Essa condenação é de um assalto registrado na noite de 16 de junho de 2015. Por volta das 19h, um motorista parou o carro em um farol vermelho na Vila Mariana, na zona sul da capital paulista, e foi roubado à mão armada.

 

No boletim de ocorrência, feito pela internet, a vítima diz que o ladrão era um homem “pardo”, de “olhos castanhos claros”, “cabelo encaracolado” e 1,70 metro de altura. Robson é preto, tem olhos escuros, mede 1,75 metro e vivia em uma pracinha perto do local do roubo.

O morador de rua, no entanto, acabou virando o principal suspeito do assalto por causa de outro crime.
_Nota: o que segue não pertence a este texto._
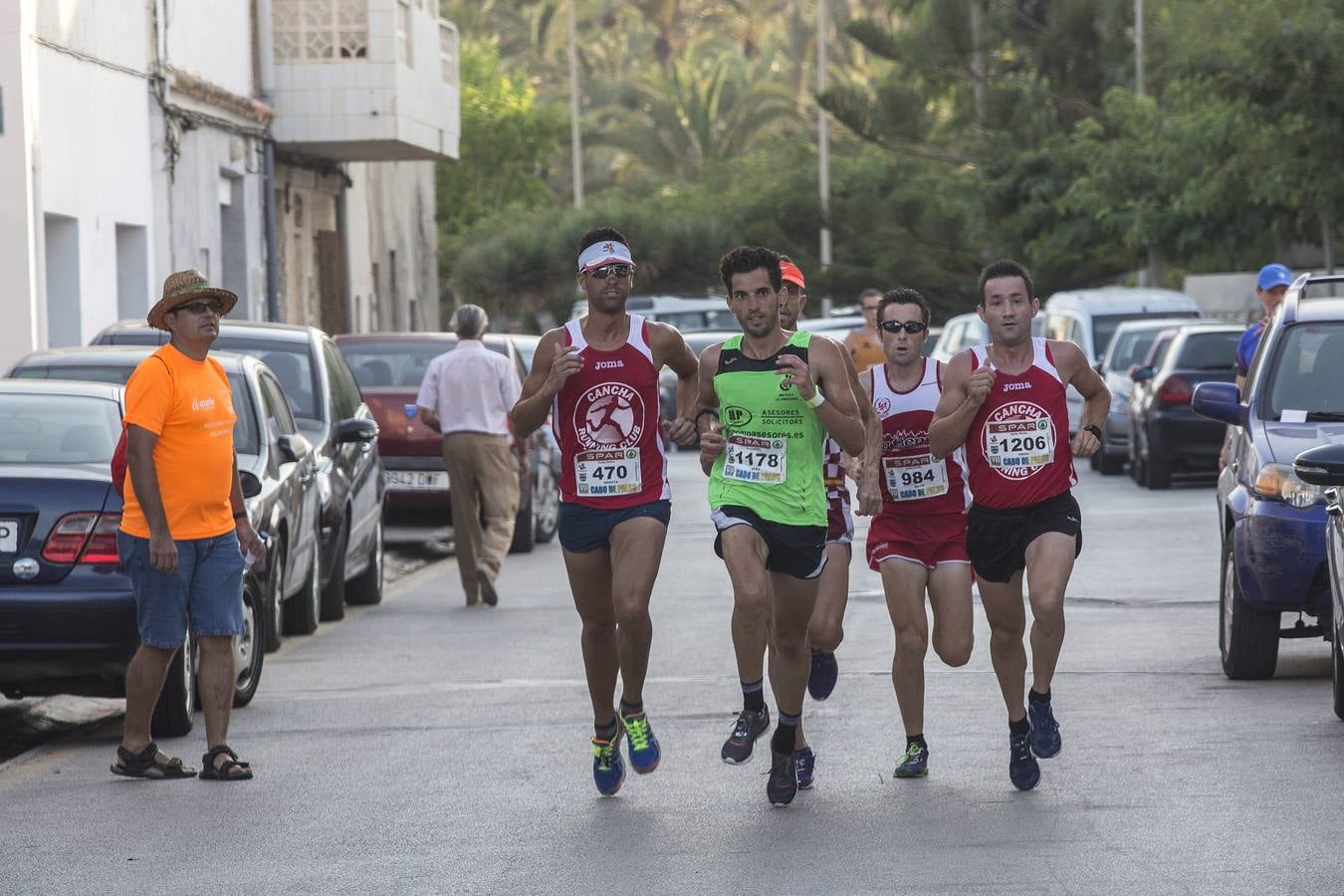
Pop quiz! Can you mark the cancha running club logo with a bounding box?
[573,383,644,450]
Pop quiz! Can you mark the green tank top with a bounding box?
[710,331,826,526]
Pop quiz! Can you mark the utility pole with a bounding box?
[817,0,830,270]
[569,0,583,208]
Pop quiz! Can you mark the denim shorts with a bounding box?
[116,530,243,650]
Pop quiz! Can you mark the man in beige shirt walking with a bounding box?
[415,305,527,607]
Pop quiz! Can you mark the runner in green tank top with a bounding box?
[710,331,826,526]
[696,246,863,806]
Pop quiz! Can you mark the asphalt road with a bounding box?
[0,454,1344,895]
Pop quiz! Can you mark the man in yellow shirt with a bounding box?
[112,272,264,781]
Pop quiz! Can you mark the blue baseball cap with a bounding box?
[1255,262,1293,292]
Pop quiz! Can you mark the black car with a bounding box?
[0,380,265,738]
[1293,443,1344,719]
[93,321,383,620]
[9,345,322,658]
[1129,324,1243,489]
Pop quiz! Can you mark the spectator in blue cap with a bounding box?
[1236,262,1293,388]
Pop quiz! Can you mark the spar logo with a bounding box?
[982,401,1055,481]
[573,383,644,450]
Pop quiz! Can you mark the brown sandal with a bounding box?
[200,745,251,781]
[111,740,196,781]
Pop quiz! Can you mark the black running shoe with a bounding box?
[719,707,771,766]
[765,750,798,806]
No dia 17 de junho de 2015, ele foi detido em flagrante, por se atirar contra um ciclista, pegar a bicicleta dele e tentar fugir na Avenida Pedroso de Morais, em Pinheiros, na zona oeste da capital.

Processos

No caso da bike, Robson recebeu liberdade provisória na audiência de custódia e voltou às ruas.  Até que, no dia 29 de junho de 2015, PMs o abordaram de novo, alegaram desacato e o conduziram para a delegacia.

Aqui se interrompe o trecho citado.